2. Get them excited to play
Think of the emerging AI — under the umbrella of Large Language Models such as ChatGPT, Gemini, Perplexity and Claude — as a big playground that needs to be explored and experimented with before people find their favorite thrill.
“It’s like this weird cavern that’s opened up, full of weird treasures,” says Robert Bray, an Associate Professor of Operations at Kellogg School of Management at Northwestern University in his research.
So give employees permission, time and ideas to play around with the tools your company feels are safe and helpful. If you haven’t started “playing,” you’ll likely want to so you can give employees some tips on prompts to use, roadblocks to avoid and ideas to get more creative.

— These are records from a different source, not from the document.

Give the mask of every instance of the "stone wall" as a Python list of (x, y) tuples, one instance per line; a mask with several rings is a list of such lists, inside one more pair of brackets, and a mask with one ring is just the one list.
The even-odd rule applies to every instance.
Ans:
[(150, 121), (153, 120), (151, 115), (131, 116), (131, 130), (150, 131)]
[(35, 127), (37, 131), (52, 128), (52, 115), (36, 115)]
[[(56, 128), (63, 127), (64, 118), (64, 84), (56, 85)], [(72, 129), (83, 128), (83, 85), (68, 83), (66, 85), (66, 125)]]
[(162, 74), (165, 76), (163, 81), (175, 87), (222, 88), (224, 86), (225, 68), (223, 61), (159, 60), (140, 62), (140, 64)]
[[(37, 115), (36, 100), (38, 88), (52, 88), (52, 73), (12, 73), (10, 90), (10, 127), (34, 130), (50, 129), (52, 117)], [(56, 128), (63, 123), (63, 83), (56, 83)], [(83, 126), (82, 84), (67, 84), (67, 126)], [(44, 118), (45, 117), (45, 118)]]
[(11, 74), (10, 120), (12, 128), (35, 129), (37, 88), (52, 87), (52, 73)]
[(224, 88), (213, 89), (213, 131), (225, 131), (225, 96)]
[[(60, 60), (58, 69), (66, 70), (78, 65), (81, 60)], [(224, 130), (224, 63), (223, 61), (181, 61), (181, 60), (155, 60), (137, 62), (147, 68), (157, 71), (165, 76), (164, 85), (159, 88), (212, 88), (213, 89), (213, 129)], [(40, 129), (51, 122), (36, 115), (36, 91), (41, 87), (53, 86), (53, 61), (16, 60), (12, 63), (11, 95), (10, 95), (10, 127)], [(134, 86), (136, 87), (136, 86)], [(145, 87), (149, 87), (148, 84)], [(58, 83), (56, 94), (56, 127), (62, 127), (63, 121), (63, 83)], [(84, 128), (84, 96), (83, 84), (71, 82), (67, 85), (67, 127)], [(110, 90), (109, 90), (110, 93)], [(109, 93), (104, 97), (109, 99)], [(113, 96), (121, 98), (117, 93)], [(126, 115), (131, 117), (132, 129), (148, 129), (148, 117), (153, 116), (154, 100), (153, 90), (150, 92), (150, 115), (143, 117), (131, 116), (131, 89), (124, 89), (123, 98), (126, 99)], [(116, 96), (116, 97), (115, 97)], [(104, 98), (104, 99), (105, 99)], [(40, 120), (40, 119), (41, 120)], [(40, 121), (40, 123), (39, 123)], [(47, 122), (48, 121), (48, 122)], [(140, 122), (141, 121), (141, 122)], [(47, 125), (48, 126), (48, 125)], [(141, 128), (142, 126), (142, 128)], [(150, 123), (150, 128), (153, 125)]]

From there, set up a AI-chat channel on your internal communications app (such as Slack or Teams) where people can share their new finds and top tips. Or meet regularly to share them in person.
3. Rethink work
When a team — or enough individuals on a team — get proficient with AI, or you find ways AI can take over tasks within your group, you’ll want to reevaluate resources. We are NOT saying it’s time to let people go. What we’re saying is that some projects and processes that required a certain amount of resources probably don’t need as much anymore.
For instance, if four marketers usually brainstormed on content, and you throw AI into the idea-generating mix, you likely don’t need as many people on that task anymore. Perhaps, the time of two people is better spent picking up new projects.
Bottom line: If and when managers find effective ways to use AI, they want to follow up with implementing better ways to allocate available resources.
4. Align incentives
People get motivated by fear and excitement — intrinsic prompts to help them work with AI. But you might have to manage extrinsic motivators carefully, too.
AI has the potential to make people more productive. When productivity goes up, expectations tend to rise, too. The problem is, AI can potentially raise those to unrealistic or unfair levels.
So as productive AI use increases, Bray suggests leaders look at how they can align incentives with the new way of work. For instance, you might want to offer cash incentives to people who discover and share new ways to tackle problems or increase efficiency. It’ll likely prompt more ingenuity and prevent people from keeping their productivity hacks secret.
Bray also advises against doing this too soon: AI is ever changing, and managers and employees will discover what makes them more efficient for one month — but then it might turn into a time-suck the next month.
5. Create your vision
With AI and all things new, it’s often important to revisit what’s old. In this case, that’s creating a vision and ways to communicate and implement it.
That’s “extremely important in sharing the story of why the change is being implemented and helping paint a picture of the possibilities,” says Bateman. “As leaders envision how, why and where the use of AI will help their organizations they should communicate this vision. Talk about it. Share examples. Invite dialog and stick with it.”
Whether your team is two or 200, you want review the vision regularly and talk about it to keep employees engaged in the process, changes, goals and rewards.
6. Create connections
The rise of AI threatens human connection. For instance, Bray found in his research that people preferred working alone — that is, alone with ChatGPT — over collaborating with others once they mastered inquiries and could quickly verify what they found.
So, as people increasingly use AI, you’ll want to make an effort to manage workplace connections and engagement.
“This is an ideal time to develop talent, increase capability and prepare for what may be next,” says Bateman. “Learning can be done solo but in my experience it is often more impactful when done with others where we can challenge ideas and discover new possibilities together.”
Try intentional collaboration. Bring employees together to generate and share work ideas and give them time before or after that to connect on personal levels too.